Building biz on the BRX
Building biz on the BRX
City looks to expand offerings for cycling tourists
news@theeveningtimes.com
What is next for the BRX?
The question echoing on the west side of the big river, from West Memphis to Marion and points in between goes like this: Now that the crossing will intersect with the riverside park and paths, what are bicycling tourists supposed to do spend time and money while in the county?
Government grants and private benefactors rallied around combined to build the $18 million Big River Crossing. The boardwalk on the north side of the Harahan Bridge offers pedestrians and cyclists views of river and train traffic, downtown Memphis along the Chickasaw Bluffs north to Mud Island and the Bass Pro Pyramid. It is the Main to Main project connection between the Memphis and West Memphis.
The bridge connects the Greenline bikeway from Shelby Farms in Memphis to the new cycling tour trails west of the river to the “Shelby Farms” of east Arkansas, The Delta Regional River Park.
Crittenden County is home for The Big River Trail, Delta River Regional Park and the Mississippi River Trail soon offering sights to attract visitors to linger longer on the Natural State side of the river. February figures showed a steady stream of 750 daily visitors which walked or rode across the BRX all winter long. As spring temperatures rise so do the hopes of some county business own- ers that have seen the new flow of cycling tourists.
While the BRX landing spirals down like a helix from a plaza “park in the sky” onto Crittenden County soil, the City of West Memphis has spear headed development for the Delta Regional River Park.
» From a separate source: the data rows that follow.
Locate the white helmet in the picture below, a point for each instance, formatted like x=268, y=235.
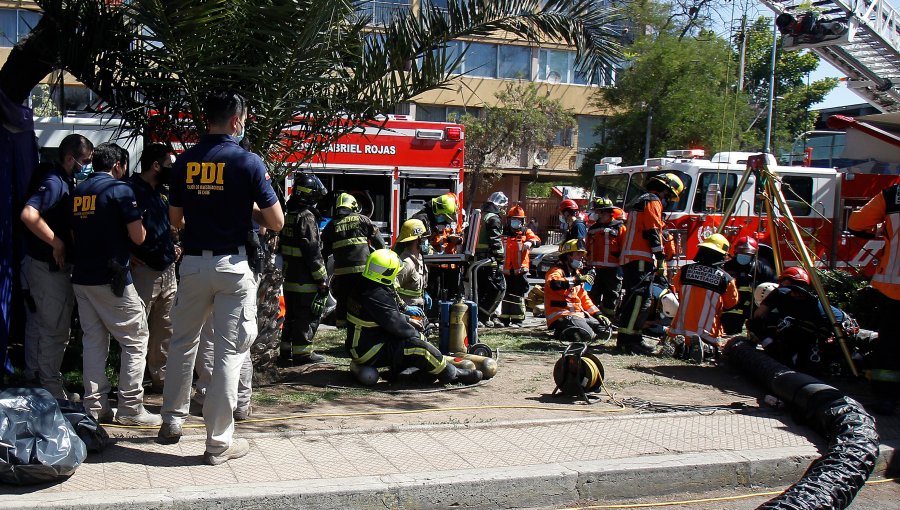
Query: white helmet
x=763, y=290
x=669, y=304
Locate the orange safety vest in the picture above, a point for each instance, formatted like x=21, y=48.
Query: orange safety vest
x=703, y=291
x=645, y=215
x=573, y=300
x=603, y=245
x=516, y=261
x=884, y=207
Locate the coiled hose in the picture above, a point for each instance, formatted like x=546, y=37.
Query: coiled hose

The new park will loop the land from the BRX past the Hernando DeSoto Bridge.
Paving the county roads with re-milled asphalt and cutting part of the path out of farm land were funded by $1.5 million of Congestion Mitigation and Air Quality funds matched with West Memphis Advertising and Promotion tourism tax funds. The development plan provides for parking, paving, portable toilets and way-finding stones set up on a circuit on the unprotected flood plane bottom land between the bridges.
After years of groundwork to gain right of way easements down county roads and through farm fields, West Memphis City Officials have focused exclusively on developing the infrastructure for new tourists to use.
“We have been up to our eyeballs with infrastructure development,” said Economic Development Director Philip Sorrell during an interview.
The building development isn’t limited to just the trail area. Sorrell doubles as a West Memphis School Board member and indicated pending approval State funds will help school district plans for a big new campus at an undetermined location on the east end of town. A new city library building is slated on East Broadway preserving an old law office and adding a modern edifice with new technology. Finally, the old Awesome water tower tank is scheduled for a $241,000 modern art facelift.
Tremendous public resources are being spent on infra structure development to spiffy up the first impression of the city, but none of those projects necessarily lend to the developing tourism spending from spinners biking Broadway. Now, business representatives have begun casting more far sighted visions.
Entrepreneurs and City Council representatives have seen the steady stream of brightly clad bicycling tourists. Councilman James Pulliaum and Willis Mondy asked the city to put the mothballed city street sweeper back on both East Broadway and the bike path to clear the way for improved first impressions for tourists peddling down the main street of town. For the sake of business, the West Memphis A& P funded a slick map vest pocket sized guide for BRX tourists listing all the restaurants and hotels in the city that collect its tourism tax. Public school buildings and neighborhood parks are the only other attractions on the exploration map produced through the West Memphis Convention and Visitors Bureau chart.
So, what are cycle tourists supposed to do around here? It’s a big development already bringing tens of thousands of tourist to town.
According to Executive Director at Mississippi Trails inc., Terri Eastin, who peddled plans to develop the BRX and the Big River Trail (BRT), cycling tourism is a big business and booming. Statistics show cycling tourists travel through an area slower, stay longer, dine out more, are more affluent than most travelers and spend more money traveling.
Now local private initiative to capture BRX tourism dollars is simmering.
This article is the first in an open ended series examining the business opportunities and obstacles at hand in West Memphis, Marion and the county countryside in between, “Building Business on the BRX.”